Our projects involve habitats and wildlife populations that interface with cannabis.
Ecological Research & Monitoring on Legal Cannabis Farms
Our research will seek to enhance habitat for native species, increase biodiversity, find effective non-toxicant deterrents and biological controls for Integrated Pest Management plans, and monitor species persisting on farms over time.
Cannabis for Conservation is working with the California Department of Fish & Wildlife to help manage and conserve Pallid bats on legal farms through the establishment of the first Voluntary Local Program, the precursor to Safe Harbor Agreements. This project is still underway, so stay tuned!
Pack Horses for Conservation: Support for Public Land Trespass Grow Reclamation
Cannabis for Conservation is teaming up with the Integral Ecology Research Center (IERC) to support reclamation of trespass grows on public lands. Our pack team is packing out gear and supplies for reclamation crews, expediting the time it takes to physically access these sites. The goal is to ultimately save access time for each site, with the hopes that more reclamation work can be completed for 2019. We received a grant from the California Wildlands Grassroots Fund to complete our first pack support trip. Check our social media links at the bottom of this page for updates on this project.

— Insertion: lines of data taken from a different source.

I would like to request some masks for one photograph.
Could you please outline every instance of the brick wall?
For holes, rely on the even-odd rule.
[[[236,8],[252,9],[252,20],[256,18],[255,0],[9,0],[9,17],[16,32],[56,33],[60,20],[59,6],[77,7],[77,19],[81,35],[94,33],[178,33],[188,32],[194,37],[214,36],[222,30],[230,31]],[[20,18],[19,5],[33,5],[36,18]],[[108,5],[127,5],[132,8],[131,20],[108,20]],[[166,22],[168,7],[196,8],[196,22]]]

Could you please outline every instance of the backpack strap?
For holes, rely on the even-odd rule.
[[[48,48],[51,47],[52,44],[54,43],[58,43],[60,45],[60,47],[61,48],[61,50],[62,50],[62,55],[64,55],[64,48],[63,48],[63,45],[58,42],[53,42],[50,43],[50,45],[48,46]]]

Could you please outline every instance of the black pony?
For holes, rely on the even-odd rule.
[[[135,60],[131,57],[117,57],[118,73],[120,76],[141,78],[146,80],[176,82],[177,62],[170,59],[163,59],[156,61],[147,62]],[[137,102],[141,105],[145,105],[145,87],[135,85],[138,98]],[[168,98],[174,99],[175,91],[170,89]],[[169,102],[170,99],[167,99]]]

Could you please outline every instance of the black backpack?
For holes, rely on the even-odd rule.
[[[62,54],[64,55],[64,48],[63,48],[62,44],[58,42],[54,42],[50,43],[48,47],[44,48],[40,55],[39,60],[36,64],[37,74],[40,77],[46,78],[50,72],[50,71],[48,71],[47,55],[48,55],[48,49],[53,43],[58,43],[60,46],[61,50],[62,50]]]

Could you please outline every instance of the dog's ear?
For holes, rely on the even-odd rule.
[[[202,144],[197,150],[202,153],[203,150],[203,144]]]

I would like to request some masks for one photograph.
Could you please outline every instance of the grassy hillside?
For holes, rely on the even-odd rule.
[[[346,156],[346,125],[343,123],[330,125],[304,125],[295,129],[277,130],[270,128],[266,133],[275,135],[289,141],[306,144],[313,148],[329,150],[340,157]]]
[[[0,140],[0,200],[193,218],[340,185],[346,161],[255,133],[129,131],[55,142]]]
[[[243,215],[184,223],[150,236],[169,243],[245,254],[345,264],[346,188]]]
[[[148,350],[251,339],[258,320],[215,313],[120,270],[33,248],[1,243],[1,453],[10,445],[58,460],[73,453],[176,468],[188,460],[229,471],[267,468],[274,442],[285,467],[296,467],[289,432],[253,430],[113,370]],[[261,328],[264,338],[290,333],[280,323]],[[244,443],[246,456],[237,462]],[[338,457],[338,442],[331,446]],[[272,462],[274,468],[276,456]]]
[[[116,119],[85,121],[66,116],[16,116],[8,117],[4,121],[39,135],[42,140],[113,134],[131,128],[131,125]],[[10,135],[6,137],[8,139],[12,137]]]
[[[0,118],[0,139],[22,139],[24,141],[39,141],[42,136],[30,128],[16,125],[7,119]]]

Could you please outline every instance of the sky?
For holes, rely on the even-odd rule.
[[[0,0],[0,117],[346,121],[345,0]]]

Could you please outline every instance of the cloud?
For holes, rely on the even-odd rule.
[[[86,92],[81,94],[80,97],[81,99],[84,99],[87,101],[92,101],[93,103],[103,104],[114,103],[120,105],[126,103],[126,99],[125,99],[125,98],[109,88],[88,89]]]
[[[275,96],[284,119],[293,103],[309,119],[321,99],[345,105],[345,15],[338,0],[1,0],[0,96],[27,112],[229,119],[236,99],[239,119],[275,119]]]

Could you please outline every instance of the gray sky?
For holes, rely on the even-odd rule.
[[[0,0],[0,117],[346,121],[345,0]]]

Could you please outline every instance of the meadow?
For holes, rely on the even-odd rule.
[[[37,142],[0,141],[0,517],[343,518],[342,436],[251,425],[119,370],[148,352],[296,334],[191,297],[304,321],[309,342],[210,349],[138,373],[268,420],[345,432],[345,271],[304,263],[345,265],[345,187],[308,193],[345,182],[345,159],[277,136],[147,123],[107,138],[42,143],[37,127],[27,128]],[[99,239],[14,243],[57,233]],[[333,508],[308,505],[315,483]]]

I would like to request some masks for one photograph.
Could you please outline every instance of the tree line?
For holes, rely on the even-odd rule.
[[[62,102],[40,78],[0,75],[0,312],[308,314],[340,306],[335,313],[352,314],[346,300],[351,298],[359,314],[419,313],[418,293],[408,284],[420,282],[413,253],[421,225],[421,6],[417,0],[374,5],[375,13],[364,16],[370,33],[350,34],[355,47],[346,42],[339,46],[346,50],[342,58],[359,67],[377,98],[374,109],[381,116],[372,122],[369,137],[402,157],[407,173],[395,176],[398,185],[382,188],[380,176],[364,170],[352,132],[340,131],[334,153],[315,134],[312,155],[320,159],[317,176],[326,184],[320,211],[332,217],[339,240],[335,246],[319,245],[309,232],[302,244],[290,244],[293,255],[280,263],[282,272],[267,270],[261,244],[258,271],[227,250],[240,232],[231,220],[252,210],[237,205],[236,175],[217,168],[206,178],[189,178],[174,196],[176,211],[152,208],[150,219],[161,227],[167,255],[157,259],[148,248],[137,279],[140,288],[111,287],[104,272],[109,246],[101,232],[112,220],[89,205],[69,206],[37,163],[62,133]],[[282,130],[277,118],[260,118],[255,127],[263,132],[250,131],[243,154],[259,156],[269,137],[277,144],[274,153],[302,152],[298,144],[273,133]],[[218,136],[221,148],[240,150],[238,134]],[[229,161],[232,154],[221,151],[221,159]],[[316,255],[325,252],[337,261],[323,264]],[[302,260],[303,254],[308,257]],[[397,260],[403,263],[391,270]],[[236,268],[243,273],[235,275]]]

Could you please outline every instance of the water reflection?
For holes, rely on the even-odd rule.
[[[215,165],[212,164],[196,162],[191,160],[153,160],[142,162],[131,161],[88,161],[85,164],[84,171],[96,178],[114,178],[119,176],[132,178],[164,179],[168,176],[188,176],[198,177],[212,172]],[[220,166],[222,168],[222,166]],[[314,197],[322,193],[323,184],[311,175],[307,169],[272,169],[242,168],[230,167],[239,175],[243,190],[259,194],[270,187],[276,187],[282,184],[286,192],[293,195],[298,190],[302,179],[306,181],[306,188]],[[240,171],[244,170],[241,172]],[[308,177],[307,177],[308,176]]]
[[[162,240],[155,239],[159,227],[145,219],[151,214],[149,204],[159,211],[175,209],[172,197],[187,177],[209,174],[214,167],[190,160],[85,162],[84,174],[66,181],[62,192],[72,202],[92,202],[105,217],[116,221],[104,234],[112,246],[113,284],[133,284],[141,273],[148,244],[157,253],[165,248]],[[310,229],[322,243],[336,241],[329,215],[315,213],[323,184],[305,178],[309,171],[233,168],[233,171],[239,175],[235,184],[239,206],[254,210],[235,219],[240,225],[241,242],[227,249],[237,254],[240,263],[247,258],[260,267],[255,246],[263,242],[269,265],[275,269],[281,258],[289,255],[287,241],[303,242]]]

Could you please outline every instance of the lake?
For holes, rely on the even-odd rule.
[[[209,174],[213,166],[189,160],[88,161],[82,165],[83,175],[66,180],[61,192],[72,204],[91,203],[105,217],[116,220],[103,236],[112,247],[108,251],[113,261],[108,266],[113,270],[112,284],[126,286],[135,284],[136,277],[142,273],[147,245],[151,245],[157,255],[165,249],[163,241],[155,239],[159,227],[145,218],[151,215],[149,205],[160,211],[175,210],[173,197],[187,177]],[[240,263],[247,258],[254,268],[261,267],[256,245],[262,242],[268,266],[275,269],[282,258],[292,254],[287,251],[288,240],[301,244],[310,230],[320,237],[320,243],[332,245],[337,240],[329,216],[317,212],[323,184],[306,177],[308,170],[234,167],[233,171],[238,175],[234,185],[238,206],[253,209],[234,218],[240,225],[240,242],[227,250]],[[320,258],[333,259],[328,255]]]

The Cannabis Removal on Public Lands Project (CROP)
Cannabis for Conservation’s Executive Director, Jackee Riccio, is the Regional Field Director of the CROP Project. CROP is addressing the overwhelming issue of cannabis cultivation on public lands, known as “trespass grows”. Public lands include National Forests, BLM land, and designated Wilderness Areas. Trespass grows are extremely hazardous sites, and greatly jeopardize the ecosystems in which they exist. Given that 60% of California’s water originates from National Forests, high contamination of watersheds threatens recipient communities and dependent wildlife. These sites harbor illegal pesticides such as Carbofuran, Sarin-based Malathion, Bromadiolone, chemical fertilizers, and heaps of trash. The pesticides are highly toxic, and are expensive and difficult to remove given the topography of the landscape where trespass grows persist. Non-target wildlife has also been severely impacted by the presence of these pesticides, many of which were already imperiled populations. Reclamation of trespass grows is crucial for the conservation of certain species including the Pacific Fisher (Pekania pennanti) and the Northern Spotted Owl (Strix occidentalis caurina), but also for the safety of communities in the vicinity of trespass grows, and users of public lands.